County of southwest England; Plymouth and Torbay have been separate unitary authorities since April 1998.
Area 6,720 sq km/2,594 sq mi
Towns and citiesExeter (administrative headquarters); resorts: Barnstaple, Bideford, Exmouth, Ilfracombe, Sidmouth, Teignmouth, Tiverton
Physical rivers: Dart, Exe, Plym, Tamar (94 km/58 mi), Taw, Teign, Torridge; National Parks: Dartmoor, Exmoor
Features Lundy bird sanctuary and marine nature reserve in the Bristol Channel
Agriculture sheep and dairy farming, beef cattle; cider and clotted cream; fishing
Industries kaolin; Dartington glass; quarrying (granite, limestone, sandstone); minerals (copper, iron, lead, manganese); tourism
Population (2001) 704,500
Famous people St Boniface, Henry de Bracton, Samuel Taylor Coleridge, John Davis, Francis Drake, Humphrey Gilbert, Richard Grenville, John Hawkins, Charles Kingsley, Thomas Newcomen, Walter Raleigh, Joshua Reynolds, Robert F Scott, Joanna Southcott
Boundaries Devon is bounded by the Bristol Channel on the north; by Cornwall on the west; by the English Channel on the south; and by Dorset and Somerset on the east.
Topography The surface of Devon is hilly, with the rolling uplands of Dartmoor, and its numerous rugged tors, in the southwest. On the lower slopes of hills the soil is fertile, especially in the lower Exe valley, which has orchards and market gardens. The northern coast is very rugged, with cliffs 122–152 m/400–500 ft high; there are also rocky inlets, the largest of which is Bideford Bay. On the southern coast are the headlands Bolt Tail and Start Point, and the harbours Tor Bay and Plymouth Sound, one of the best harbours in Britain.

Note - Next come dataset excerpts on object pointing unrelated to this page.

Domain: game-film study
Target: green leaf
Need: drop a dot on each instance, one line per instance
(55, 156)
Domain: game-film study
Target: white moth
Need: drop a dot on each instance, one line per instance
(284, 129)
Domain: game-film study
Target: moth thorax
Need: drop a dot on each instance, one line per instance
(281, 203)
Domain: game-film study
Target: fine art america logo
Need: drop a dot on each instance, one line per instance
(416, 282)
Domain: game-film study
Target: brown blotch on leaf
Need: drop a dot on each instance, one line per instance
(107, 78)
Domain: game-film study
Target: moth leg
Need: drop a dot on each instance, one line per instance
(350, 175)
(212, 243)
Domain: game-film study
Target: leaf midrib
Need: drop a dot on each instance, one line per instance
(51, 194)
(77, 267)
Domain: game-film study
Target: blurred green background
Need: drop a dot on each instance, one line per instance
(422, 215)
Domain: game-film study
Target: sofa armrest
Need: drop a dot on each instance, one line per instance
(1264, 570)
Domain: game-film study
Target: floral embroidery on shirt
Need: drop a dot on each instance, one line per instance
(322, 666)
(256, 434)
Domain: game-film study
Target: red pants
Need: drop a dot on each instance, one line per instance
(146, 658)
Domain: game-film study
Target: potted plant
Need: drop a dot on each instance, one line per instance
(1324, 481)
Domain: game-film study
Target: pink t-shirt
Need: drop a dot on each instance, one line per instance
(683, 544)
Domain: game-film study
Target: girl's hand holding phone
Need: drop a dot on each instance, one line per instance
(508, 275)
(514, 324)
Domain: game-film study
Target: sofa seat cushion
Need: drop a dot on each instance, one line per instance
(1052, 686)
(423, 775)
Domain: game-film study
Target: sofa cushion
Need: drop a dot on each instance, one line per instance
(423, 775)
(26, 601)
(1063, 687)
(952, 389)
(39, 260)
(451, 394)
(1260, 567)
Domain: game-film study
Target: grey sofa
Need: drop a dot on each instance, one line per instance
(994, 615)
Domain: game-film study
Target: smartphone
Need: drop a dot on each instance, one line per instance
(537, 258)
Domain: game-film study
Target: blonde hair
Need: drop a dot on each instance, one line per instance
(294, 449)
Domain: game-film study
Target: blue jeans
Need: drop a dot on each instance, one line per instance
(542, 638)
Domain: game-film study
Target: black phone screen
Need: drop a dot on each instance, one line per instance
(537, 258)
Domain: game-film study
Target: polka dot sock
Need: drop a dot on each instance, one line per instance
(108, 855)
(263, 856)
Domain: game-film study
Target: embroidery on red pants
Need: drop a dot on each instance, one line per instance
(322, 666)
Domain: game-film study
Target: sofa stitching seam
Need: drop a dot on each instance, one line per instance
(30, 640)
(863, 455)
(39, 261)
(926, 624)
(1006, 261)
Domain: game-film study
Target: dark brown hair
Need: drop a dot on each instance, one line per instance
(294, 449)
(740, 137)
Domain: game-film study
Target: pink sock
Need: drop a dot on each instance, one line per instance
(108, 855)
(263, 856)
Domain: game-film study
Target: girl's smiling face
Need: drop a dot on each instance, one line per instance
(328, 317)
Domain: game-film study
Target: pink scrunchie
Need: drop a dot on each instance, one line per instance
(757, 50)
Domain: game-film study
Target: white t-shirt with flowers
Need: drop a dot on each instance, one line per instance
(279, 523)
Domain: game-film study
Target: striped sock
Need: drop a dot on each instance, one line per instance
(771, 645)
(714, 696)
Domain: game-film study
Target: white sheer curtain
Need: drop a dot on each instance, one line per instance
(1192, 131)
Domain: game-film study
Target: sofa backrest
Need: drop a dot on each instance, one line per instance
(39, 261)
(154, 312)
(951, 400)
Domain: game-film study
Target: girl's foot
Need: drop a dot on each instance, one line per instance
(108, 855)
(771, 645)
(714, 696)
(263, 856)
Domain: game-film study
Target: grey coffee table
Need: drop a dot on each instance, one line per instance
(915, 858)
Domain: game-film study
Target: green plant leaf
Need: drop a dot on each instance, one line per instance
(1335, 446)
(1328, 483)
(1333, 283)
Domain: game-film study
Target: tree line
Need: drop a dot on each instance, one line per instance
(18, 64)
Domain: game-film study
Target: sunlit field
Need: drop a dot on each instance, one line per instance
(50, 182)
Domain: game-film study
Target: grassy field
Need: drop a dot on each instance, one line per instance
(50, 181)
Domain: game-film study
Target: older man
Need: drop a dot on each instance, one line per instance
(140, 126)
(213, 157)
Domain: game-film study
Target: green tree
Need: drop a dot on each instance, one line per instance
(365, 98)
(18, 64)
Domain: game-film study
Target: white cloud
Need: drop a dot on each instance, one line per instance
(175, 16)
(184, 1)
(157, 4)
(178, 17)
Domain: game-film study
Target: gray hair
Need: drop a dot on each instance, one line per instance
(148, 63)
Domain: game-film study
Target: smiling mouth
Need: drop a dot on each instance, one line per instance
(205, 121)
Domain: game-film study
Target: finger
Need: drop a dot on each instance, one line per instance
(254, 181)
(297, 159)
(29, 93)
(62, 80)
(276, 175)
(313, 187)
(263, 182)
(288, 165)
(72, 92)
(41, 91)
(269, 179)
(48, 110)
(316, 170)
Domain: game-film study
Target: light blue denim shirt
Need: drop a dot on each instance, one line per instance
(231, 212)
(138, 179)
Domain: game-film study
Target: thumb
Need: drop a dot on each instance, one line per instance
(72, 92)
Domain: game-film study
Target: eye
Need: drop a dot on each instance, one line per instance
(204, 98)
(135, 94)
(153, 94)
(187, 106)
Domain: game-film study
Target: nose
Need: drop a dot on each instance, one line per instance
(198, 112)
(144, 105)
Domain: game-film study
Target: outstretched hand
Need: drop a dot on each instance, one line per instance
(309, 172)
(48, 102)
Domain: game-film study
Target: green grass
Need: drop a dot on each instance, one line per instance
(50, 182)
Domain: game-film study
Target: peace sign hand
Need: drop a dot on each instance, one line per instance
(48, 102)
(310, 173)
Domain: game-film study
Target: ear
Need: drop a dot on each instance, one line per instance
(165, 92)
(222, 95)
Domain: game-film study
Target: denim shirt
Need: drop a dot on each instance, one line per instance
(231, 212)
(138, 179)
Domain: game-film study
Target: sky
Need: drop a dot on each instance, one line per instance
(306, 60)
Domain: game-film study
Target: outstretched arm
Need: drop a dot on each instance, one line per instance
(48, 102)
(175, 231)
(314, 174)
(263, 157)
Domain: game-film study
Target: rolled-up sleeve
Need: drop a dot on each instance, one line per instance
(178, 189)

History Parts of Devon, particularly Dartmoor, are rich in prehistoric remains. It was one of the last counties to be conquered by the Saxons, and became one of the wealthiest parts of England, with an economy based on farming, fishing, mining, and the tin and woollen trades. There was also a large overseas trade; however, this began to decline during the 17th century.